Теперь уже сценарист ходил кругами по комнате. Наступили сумерки, но он и не подумал зажечь свет.
«Мы все друг на друга похожи, все укрылись, как за стенами замка, гордостью оттого, что живем на свете. А у нас всего два выхода: принять безропотно непонятную фатальную неизбежность или продлить момент счастья за черту неиспытанного. Или сократовская обреченность, или христианская надежда. Выбирать приходится одну из двух подлостей!.. Если человек не хочет сдаваться, он оказывается изолированным от остального мира и сходит с ума…»
– А ты веришь в Бога? – вдруг спросил он.
И стал в надежде ждать, как облегчения, ее «да», чтобы удостовериться, что вера граничит с безумством.
– Как же я могу в него верить? Ведь он убивает меня! – ответила она. – Что это за Бог, который, как говорят, создал меня по своему подобию, а вечность припас для себя одного? Если он и существует, мне он не друг.
Гарани подошел к окну.
«Да это и не имеет никакого значения, – подумал он. – Ведь она сегодня говорит точно так же, как говорила, когда ей было тридцать шесть лет, или как она хочет верить, что говорила тогда. Ее безумие не относится к настоящему времени. А кроме того, не стоит никогда спрашивать женщину, безумна она или нет».
Он медленно поднял глаза к стремительно темневшему небу.

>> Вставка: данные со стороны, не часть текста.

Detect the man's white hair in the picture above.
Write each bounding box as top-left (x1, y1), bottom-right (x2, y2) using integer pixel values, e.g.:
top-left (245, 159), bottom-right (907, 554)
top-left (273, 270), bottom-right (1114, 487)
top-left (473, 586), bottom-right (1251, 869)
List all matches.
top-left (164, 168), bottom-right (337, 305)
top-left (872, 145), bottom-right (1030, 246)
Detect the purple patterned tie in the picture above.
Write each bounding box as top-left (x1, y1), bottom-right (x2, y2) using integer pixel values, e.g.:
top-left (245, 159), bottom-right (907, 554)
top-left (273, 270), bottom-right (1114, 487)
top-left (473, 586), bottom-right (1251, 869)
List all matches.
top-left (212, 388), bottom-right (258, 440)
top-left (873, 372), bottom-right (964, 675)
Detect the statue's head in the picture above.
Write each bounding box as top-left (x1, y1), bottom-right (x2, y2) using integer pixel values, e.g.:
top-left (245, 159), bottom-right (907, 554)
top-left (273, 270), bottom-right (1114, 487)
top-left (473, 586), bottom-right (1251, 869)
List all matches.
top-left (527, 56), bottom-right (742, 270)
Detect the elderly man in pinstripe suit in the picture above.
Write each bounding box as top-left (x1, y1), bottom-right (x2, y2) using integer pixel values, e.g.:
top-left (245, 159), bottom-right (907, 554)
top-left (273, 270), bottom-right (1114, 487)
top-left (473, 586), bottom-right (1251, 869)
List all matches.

– Скоро начнется гроза, – сказал он.
– Ты полагаешь?
За его спиной послышался какой-то шорох. Он обернулся. Она была обнажена. Дезабилье лежало у ее ног. Стояла она прямо, положив одну руку за голову. Ее большое худое белое тело в полумраке наступавшей ночи, казалось, светилось, словно алебастровая лампа. Гарани снова охватила паника.
«Ее следует отправить в психлечебницу», – подумал он. Отступив за стол, он мысленно измерил расстояние, отделявшее его от двери, и подумал об ужасе того, что ему угрожало, как о смешном скандальном происшествии. Но тут она удивила его еще больше.
– Давай же, – произнесла она, – начнем вместе эту ужасную и смехотворную битву, чтобы продлить то, что живет в мраморе и в памяти людской… Это сказала не я, – добавила она, – это слова Эдуарда.